Это правда, что мы – подобно прочим Животным – получили благословение, завет плодиться, и размножаться, и наполнять Землю. Но какими унизительными, агрессивными, болезненными путями это наполнение порой достигается! Неудивительно, что мы от рождения мучимы виной и стыдом. Почему же Он не сотворил нас чистыми духами, как Он сам? Зачем внедрил нас в недолговечные материальные тела, да еще столь несчастливо сходные с обезьяньими? Таков издревле вопль человечества.

Какой же заповеди мы ослушались? Заповеди жить животной жизнью во всей ее простоте – в ее наготе, так сказать. Но мы жаждали познания добра и зла, и получили это знание, и ныне пожинаем бурю. В своих попытках подняться над самими собой мы пали воистину низко и все продолжаем падать; ибо, как и Творение, падение длится вечно. Наше падение – это падение в жадность; почему мы думаем, что все, что есть на Земле, принадлежит нам, когда на самом деле это мы принадлежим Всему? Мы предали доверие Животных и осквернили свое священное призвание Управителей. Господня заповедь «наполняйте Землю» не означала, что мы должны были до краев переполнить ее собой, стерев с ее лика все остальное. Сколько других видов мы уже уничтожили? Ибо что сделали вы наименьшему из Господних Творений, то сделали и Ему. Задумайтесь об этом, друзья мои, в следующий раз, когда решите раздавить ногой Червя или похулить какого-либо Жука!

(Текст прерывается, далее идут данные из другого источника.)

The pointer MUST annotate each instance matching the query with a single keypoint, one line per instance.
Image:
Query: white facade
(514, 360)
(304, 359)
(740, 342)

Помолимся же о том, чтобы не впасть в заблуждение гордыни, сочтя себя исключительными, сочтя, что у нас единственных среди всего Творения есть Душа; и да не возомним тщеславно, что мы стоим превыше любой другой Жизни и что можем уничтожать ее по своей прихоти, безнаказанно.

Благодарим Тебя, Господь, что сотворил нас такими путями, дабы мы непрестанно помнили не только о том, что мы ниже ангелов, но и о нитях ДНК и РНК, связывающих нас со многими собратьями-созданиями.

Воспоем же.

Мою гордыню укроти

Мою гордыню укроти,

Услышь меня, Всевышний:

Не дай себя мне вознести

Приматов прочих выше.


А мы за множество веков

Твой промысел постигли:

Ты дал нам разум, жизнь, любовь –

Нас выплавил, как в тигле.


Пусть незаметен образ Твой

В Горилле и Мартышке –

Но всем нам место под одной

Твоей небесной крышей.


И, коль Приматов возомним

Мы ниже человека,

Напомни нам в такие дни

Про Австралопитеков.


Избавь нас, Боже, ото зла,

От алчности и гнева –

Мы все как есть – грязь и зола

Под синим Божьим Небом[10].


11

Рен

Год двадцать пятый

Вспоминая ту ночь – первую ночь Безводного потопа, – я не могу припомнить ничего необычного. Часов в семь я проголодалась, достала из холодильника энергобатончик и съела половину. Я всегда всего ела только половину, потому что при моем типе телосложения нельзя расслабляться. Я однажды спросила у Мордиса, не стоит ли мне вставить сисимпланты, но он сказал, что при тусклом свете я сойду за подростка, а на стиль «школьница» большой спрос.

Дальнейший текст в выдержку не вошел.